The main and unique selling point of pony over other ORMs is the neat syntax for iterations, p for p in Persons and so on. Why not just create this iteration syntax as an addon to sqlalchemy ORM layer, instead of trying to create just another ORM? Just as stated in my original issue, I guess sqlalchemy got quite some things right in the very foundation of the whole ORM. And it might be just not worth it, to turn pony upside down now, especially given the limited developer time for the project, breaking API and so on.

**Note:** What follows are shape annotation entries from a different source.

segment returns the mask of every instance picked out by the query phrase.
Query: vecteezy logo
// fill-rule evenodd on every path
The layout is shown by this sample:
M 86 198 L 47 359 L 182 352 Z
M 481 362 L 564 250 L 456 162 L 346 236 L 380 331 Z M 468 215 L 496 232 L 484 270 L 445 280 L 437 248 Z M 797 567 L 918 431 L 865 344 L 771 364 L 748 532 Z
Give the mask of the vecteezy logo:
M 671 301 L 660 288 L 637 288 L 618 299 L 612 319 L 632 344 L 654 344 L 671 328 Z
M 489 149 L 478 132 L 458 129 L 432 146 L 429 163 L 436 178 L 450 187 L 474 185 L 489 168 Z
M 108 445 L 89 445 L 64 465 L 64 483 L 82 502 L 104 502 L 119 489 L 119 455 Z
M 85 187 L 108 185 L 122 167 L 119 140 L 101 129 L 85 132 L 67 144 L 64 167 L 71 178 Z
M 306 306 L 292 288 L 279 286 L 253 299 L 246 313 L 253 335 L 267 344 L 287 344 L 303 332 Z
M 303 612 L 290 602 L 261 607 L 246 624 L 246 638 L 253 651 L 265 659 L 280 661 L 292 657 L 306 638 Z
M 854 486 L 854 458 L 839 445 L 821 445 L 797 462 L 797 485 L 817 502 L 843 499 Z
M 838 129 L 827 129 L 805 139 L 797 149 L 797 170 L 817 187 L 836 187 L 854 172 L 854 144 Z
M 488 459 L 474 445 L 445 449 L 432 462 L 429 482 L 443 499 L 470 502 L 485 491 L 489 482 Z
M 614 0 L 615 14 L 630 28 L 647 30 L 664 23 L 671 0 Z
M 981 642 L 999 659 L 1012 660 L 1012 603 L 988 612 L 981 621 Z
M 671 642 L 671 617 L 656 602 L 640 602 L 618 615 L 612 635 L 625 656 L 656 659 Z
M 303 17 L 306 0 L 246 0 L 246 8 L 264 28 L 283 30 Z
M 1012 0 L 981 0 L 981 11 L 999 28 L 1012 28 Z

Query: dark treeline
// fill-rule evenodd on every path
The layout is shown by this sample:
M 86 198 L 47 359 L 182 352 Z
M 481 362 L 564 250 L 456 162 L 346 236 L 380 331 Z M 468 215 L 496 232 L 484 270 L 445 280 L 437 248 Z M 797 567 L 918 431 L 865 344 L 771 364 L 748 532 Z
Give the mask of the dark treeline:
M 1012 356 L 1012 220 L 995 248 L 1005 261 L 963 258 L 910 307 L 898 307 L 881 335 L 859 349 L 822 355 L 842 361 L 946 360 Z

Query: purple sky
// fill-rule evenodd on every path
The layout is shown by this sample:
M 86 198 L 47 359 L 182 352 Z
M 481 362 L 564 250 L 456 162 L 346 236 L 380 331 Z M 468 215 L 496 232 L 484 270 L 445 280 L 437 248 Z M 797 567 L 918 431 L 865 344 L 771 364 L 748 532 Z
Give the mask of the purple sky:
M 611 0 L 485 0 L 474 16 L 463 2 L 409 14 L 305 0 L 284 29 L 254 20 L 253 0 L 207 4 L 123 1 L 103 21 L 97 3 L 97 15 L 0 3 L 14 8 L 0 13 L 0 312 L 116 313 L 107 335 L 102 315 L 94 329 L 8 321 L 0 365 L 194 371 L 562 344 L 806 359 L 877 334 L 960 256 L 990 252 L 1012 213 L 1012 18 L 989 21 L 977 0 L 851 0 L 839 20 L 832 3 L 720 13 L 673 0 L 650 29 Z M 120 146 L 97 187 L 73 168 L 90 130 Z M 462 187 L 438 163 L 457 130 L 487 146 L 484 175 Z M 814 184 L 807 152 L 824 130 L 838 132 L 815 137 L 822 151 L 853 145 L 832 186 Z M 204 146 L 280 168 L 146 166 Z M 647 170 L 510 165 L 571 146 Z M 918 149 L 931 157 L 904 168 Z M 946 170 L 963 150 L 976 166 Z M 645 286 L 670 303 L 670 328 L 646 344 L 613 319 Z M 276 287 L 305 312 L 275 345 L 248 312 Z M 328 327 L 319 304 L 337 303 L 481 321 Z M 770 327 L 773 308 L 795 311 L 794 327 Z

luckydonald commented 5 years ago

@kozlovsky How do I use it in a plugin's own file?

# plugin1/foo.py
from pony import orm
from plugin1 import Foo  # <- how to do that?

@orm.db_session
def store_something(y):
  foo = Foo.get(x=2)
  if not foo:
    foo = Foo(x=2, y=0)
  # end if
  foo.y += 2
# end def
# main.py
from plugin1.foo import store_something

store_something(12)
kozlovsky commented 5 years ago

@luckydonald I updated my previous example and added some example functions to plugins for working with objects defined in this plugin

So you don't import Foo in plugin itself, instead you receive db as a function parameter and access db.Foo. Then a user of your plugin can import plugin, call define_entities(db) to add your entities and call your other functions passing db as a first argument.

fluffy-critter commented 4 years ago

Hi, I'm trying to wrap my head around how to do something similar to what @ml31415 is asking, not for the purpose of multiple models in a single app, but so that I can declare my model in a module without the actual bound database being a module global. In particular I want the database object to be "owned" by my Flask app object, which helps with some debugging and deployment scenarios, and also makes it possible for things like having multiple instances of a blueprint which share a database schema but not an actual database.

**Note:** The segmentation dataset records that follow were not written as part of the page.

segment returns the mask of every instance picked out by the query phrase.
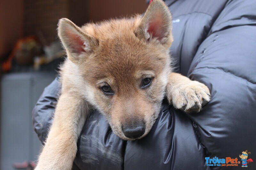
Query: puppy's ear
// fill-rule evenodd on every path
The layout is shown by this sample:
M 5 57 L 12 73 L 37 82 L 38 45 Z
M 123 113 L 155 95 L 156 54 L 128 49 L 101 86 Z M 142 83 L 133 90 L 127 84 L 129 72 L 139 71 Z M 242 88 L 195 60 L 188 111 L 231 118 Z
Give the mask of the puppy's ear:
M 66 18 L 60 20 L 58 35 L 69 60 L 74 63 L 88 57 L 99 45 L 99 41 Z
M 149 41 L 157 39 L 169 48 L 173 41 L 172 23 L 172 15 L 164 3 L 154 0 L 139 21 L 135 33 L 139 38 Z

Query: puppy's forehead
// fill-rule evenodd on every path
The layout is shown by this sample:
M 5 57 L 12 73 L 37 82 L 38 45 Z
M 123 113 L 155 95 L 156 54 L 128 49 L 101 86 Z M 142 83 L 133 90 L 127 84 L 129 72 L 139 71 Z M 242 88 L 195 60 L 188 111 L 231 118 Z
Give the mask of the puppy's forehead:
M 159 53 L 135 36 L 113 37 L 100 43 L 99 50 L 86 66 L 86 74 L 96 81 L 108 77 L 131 81 L 143 74 L 157 74 L 164 62 L 159 59 Z

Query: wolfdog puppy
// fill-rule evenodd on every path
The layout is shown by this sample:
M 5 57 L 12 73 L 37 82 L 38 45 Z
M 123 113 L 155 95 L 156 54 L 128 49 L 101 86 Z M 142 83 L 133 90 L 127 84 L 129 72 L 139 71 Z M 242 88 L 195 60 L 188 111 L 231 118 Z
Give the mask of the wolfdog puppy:
M 91 108 L 104 115 L 124 140 L 149 132 L 166 96 L 187 113 L 209 102 L 203 84 L 172 72 L 169 48 L 172 18 L 161 0 L 143 16 L 111 19 L 81 27 L 60 19 L 58 33 L 68 58 L 53 122 L 37 170 L 71 169 L 76 142 Z

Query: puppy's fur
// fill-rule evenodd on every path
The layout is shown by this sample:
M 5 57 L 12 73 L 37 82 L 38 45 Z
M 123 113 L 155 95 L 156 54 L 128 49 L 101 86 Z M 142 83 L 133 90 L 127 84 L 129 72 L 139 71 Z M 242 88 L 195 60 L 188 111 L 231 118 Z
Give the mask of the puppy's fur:
M 100 110 L 124 140 L 124 126 L 143 122 L 146 135 L 166 95 L 177 109 L 198 112 L 210 101 L 208 88 L 172 72 L 169 49 L 172 17 L 161 0 L 145 14 L 79 27 L 66 18 L 58 32 L 68 59 L 62 66 L 61 94 L 36 169 L 71 169 L 76 142 L 90 108 Z M 144 79 L 151 79 L 146 88 Z M 102 87 L 111 87 L 111 94 Z

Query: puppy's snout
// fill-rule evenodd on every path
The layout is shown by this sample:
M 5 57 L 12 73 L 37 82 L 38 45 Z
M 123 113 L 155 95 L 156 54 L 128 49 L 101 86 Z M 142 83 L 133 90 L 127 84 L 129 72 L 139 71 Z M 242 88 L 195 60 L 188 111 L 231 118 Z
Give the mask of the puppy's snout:
M 145 133 L 145 125 L 143 122 L 124 125 L 123 131 L 127 137 L 131 139 L 138 138 Z

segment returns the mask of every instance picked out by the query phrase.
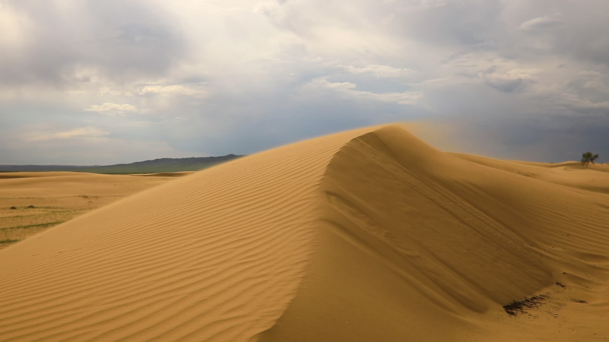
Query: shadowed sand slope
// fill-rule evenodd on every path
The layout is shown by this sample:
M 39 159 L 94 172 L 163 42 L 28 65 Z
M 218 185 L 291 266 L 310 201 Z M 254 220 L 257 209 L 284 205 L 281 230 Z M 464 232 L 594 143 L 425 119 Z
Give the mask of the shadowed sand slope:
M 475 158 L 389 125 L 119 201 L 0 252 L 0 340 L 606 341 L 609 173 Z

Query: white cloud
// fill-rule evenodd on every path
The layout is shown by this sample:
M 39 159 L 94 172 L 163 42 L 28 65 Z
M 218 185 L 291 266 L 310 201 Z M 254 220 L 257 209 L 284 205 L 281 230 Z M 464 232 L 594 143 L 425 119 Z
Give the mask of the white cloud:
M 94 127 L 88 126 L 64 132 L 57 132 L 55 133 L 29 134 L 28 136 L 25 137 L 24 140 L 26 141 L 41 141 L 55 139 L 70 139 L 74 138 L 102 137 L 108 135 L 110 133 L 104 130 Z
M 555 16 L 535 18 L 521 24 L 518 28 L 525 31 L 550 28 L 563 25 L 563 21 Z
M 207 92 L 203 89 L 195 89 L 191 87 L 174 84 L 171 86 L 146 86 L 138 90 L 139 95 L 146 94 L 183 94 L 203 98 Z
M 126 113 L 136 113 L 137 107 L 133 105 L 125 103 L 119 105 L 116 103 L 104 103 L 103 105 L 93 105 L 90 108 L 85 109 L 89 112 L 97 112 L 100 114 L 104 114 L 111 116 L 124 116 Z
M 305 86 L 308 90 L 331 89 L 351 98 L 389 102 L 400 105 L 413 105 L 423 96 L 419 91 L 373 93 L 356 90 L 357 86 L 350 82 L 329 82 L 327 78 L 316 78 Z
M 370 73 L 378 78 L 403 77 L 414 72 L 406 68 L 393 68 L 391 66 L 381 65 L 370 65 L 361 68 L 341 65 L 340 67 L 351 73 Z

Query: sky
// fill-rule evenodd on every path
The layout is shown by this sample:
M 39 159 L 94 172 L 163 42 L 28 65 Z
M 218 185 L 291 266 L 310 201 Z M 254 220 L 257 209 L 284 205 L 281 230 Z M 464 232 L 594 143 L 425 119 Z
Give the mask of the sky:
M 0 0 L 0 164 L 252 154 L 418 123 L 609 162 L 604 0 Z

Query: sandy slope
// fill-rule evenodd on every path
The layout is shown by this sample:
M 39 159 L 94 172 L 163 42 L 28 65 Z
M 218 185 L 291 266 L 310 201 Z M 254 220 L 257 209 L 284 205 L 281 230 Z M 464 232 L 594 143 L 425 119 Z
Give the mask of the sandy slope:
M 396 125 L 230 162 L 0 252 L 0 340 L 606 341 L 609 173 L 548 165 Z
M 0 173 L 0 249 L 174 179 L 81 172 Z

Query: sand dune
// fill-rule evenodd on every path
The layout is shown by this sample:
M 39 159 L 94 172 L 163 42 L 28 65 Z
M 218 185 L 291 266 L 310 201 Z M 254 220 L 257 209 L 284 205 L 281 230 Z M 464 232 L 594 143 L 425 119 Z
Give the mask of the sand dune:
M 609 172 L 550 165 L 398 125 L 231 161 L 0 251 L 0 340 L 606 341 Z
M 0 249 L 170 180 L 173 178 L 63 172 L 0 173 Z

Wrapping the model schema declarations up in a closure makes sense, but then it gets really unwieldy to deal with things like mypy type hinting. I tried doing a mixin pattern like:

# model.py
from pony import orm

class Foo:
    some_column = orm.Required(str,unique=True)

def generate(db):
    class Model:
        class Foo(db.Entity, Foo):
            pass
    return Model()

but then the query generator couldn't actually find the attributes stored on the realized model's classes; for example:

from pony import orm
import model
db = orm.Database()
my_model = model.generate(db)
my_model.Foo.get(some_column="hello")

would generate an error TypeError: unknown attribute 'some_column'

Of course, I can just define the model once-and-only-once in the generate() function, but then I can't figure out how to use type annotations in a way that preserves my ability to also get typing for the columns themselves.

I feel like I could possibly do something incredibly hacky with __dict__ or something (to copy the properties rather than inheriting them), but is there already an established pattern for doing this that I'm overlooking?